By night, he battles masked villains and saves villages from doom.
“The Treehouse Heroes and the Forgotten Beast,” Amara’s first picture book, was published November 2011. Five young superheroes and their teacher reside in a tree house. They band together and rescue the magical Zez from the evil General Moon.
The book features lush watercolor drawings, illustrated by Lucasfilm animator Alina Chau. Amara, a former comics editor, came up with the story’s concept and would bounce ideas off Chau. Unlike a traditional storybook with the illustrations filled in after the writing, Amara and Chau created the words and pictures together.
“There are lots of good artists with technical skill, but not everyone is a collaborator,” Amara said. “It was a match between me as a creator and Alina as an artist.”
The Treehouse Heroes combine their superpowers — incredible strength, shape shifting, remarkable speed, teleportation and a voice like the wind — to help others. While the book has magical elements, it incorporates team work and environmental awareness as well. When the Zez is freed, it brings an old tree to life and flourishes when people care for the land.

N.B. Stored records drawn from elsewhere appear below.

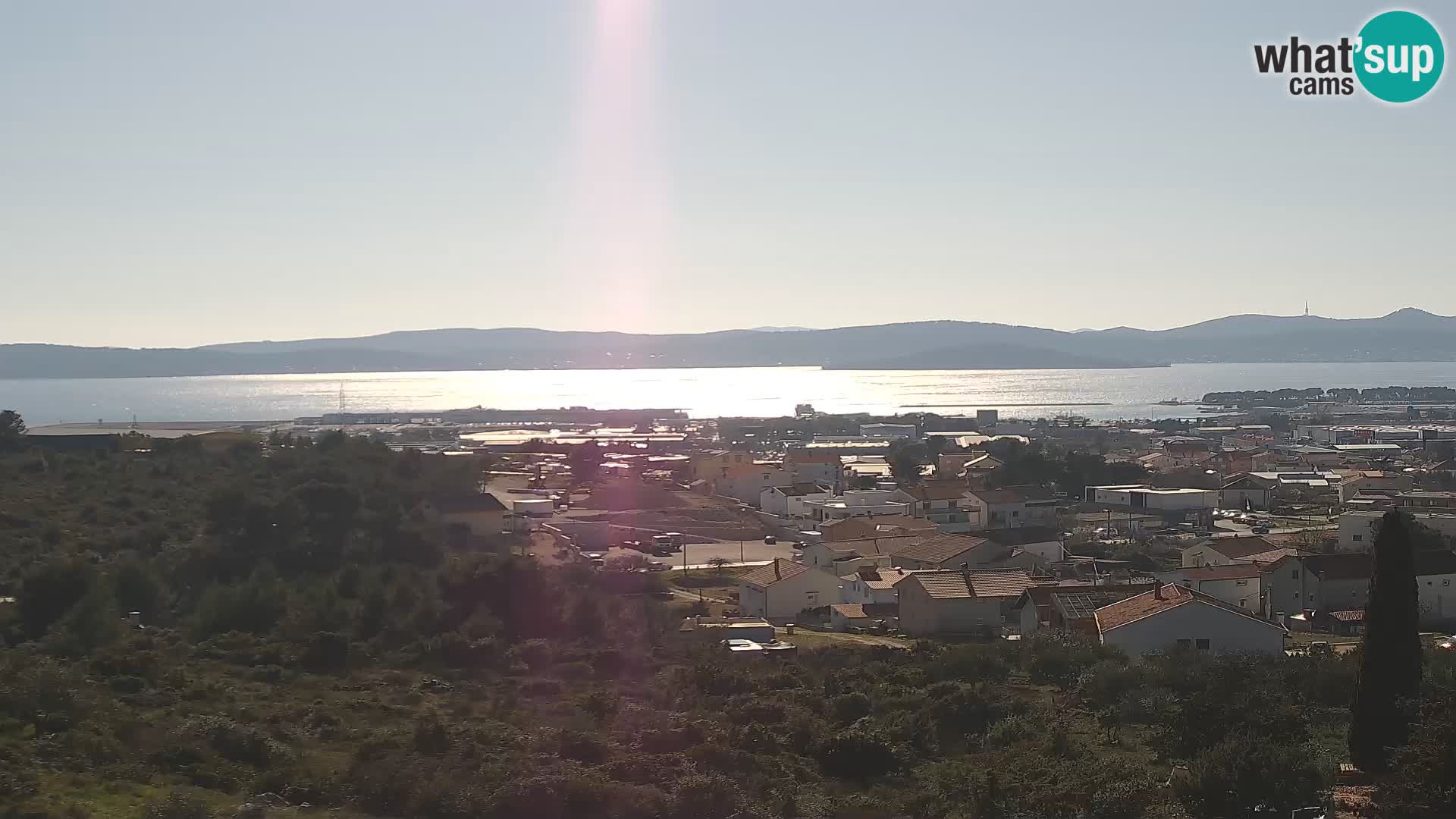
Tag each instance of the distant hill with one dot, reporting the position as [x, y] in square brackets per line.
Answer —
[1404, 335]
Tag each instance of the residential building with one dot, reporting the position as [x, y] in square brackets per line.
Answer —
[843, 557]
[1076, 611]
[1372, 483]
[482, 512]
[1316, 583]
[889, 430]
[874, 526]
[1174, 504]
[944, 504]
[788, 502]
[1033, 610]
[1357, 529]
[946, 551]
[715, 464]
[1426, 500]
[783, 589]
[1237, 583]
[1222, 551]
[960, 601]
[873, 585]
[1433, 582]
[1041, 541]
[753, 629]
[848, 617]
[814, 466]
[845, 617]
[1247, 491]
[1009, 507]
[959, 465]
[1171, 617]
[858, 503]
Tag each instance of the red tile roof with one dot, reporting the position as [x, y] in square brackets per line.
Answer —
[937, 548]
[764, 576]
[938, 491]
[1232, 572]
[974, 583]
[1159, 601]
[1235, 548]
[999, 496]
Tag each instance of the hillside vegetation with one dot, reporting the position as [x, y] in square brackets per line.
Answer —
[310, 643]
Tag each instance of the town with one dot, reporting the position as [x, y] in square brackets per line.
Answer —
[1247, 529]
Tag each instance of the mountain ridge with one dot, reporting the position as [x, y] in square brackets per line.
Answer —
[1408, 334]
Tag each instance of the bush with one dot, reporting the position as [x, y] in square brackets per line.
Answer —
[858, 754]
[327, 651]
[849, 707]
[177, 806]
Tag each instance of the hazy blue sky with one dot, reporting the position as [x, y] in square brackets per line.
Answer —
[181, 172]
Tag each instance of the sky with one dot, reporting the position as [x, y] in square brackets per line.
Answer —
[177, 172]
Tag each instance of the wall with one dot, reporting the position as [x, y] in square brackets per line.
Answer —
[1438, 599]
[1241, 499]
[1225, 630]
[1245, 596]
[823, 474]
[925, 615]
[789, 596]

“We both believe to make a good story for kids, it doesn’t need to be violent, vulgar or outrageous to get children’s attention,” Chau said. “It’s a good story that kids can learn a lesson from. They are not reading it because they must learn, but because it’s fun.”
The book’s look is based on traditional Chinese art. “The Zez character is based on the qilin,” Chau said. “The bad guy, General Moon, is totally inspired by Peking opera costumes.”

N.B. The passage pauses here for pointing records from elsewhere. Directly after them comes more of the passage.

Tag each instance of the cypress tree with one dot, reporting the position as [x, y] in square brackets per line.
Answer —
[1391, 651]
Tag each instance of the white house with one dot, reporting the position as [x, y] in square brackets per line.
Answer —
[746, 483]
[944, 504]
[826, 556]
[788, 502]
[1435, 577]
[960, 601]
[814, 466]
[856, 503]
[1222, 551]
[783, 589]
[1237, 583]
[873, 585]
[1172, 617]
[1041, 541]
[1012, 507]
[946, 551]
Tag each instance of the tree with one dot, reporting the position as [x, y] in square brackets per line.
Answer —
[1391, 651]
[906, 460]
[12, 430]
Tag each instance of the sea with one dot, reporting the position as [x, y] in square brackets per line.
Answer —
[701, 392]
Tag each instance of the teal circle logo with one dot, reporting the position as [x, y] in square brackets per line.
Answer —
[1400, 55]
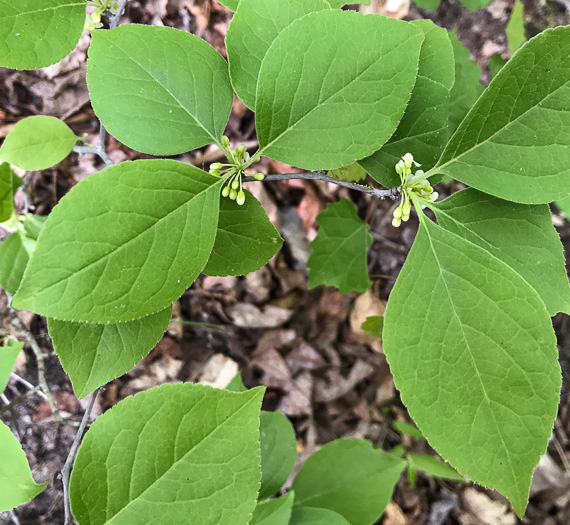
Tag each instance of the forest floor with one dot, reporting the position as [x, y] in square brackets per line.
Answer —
[306, 346]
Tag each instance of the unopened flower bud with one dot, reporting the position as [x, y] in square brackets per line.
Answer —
[240, 198]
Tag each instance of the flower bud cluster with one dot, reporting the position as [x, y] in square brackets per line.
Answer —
[233, 171]
[415, 184]
[93, 20]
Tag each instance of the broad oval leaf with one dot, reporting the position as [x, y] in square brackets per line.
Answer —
[312, 516]
[349, 477]
[514, 142]
[15, 252]
[423, 129]
[333, 87]
[16, 483]
[245, 239]
[94, 354]
[520, 235]
[275, 511]
[38, 33]
[179, 453]
[253, 28]
[124, 243]
[339, 251]
[8, 355]
[278, 451]
[36, 143]
[479, 370]
[157, 89]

Chau has worked on 3-D animation for “Star Wars: The Clone Wars,” but the Treehouse Heroes book was the first time she had so much input into the final product. “Working with Phil is very fun,” she said. “It’s very hard to find a creative partner or collaborator because artists have a strong style or vision. But Phil and I, we have similar taste and philosophy, especially in writing books for children.”
Amara and Chau established several guidelines for the Treehouse Heroes. First, they wanted superheroes that were unlike ones from DC Comics or Marvel. Second, they wanted kid-friendly heroes that appealed to both genders — not just boys — with heroic qualities, such as helping others. Finally, the book was set in ancient times, reflecting Amara’s love of Asian mythology and Chau’s Chinese heritage.
“We want kids to relate to the characters,” Chau said. “We brainstormed with all kinds of ideas and developed the concept into Treehouse Heroes.”
For Amara, the book combines his passions. “This came from two sides of my brain. One is the teacher side that wants to create something my fellow teachers and I can use in class,” he said. “The other side is I wanted to take the next step after comics.”
There may be more Treehouse Heroes books to come. For the first book, Amara hopes it entertains children and inspires them. “What the heroes realize is magic is one part, but the rest is up to you,” he said.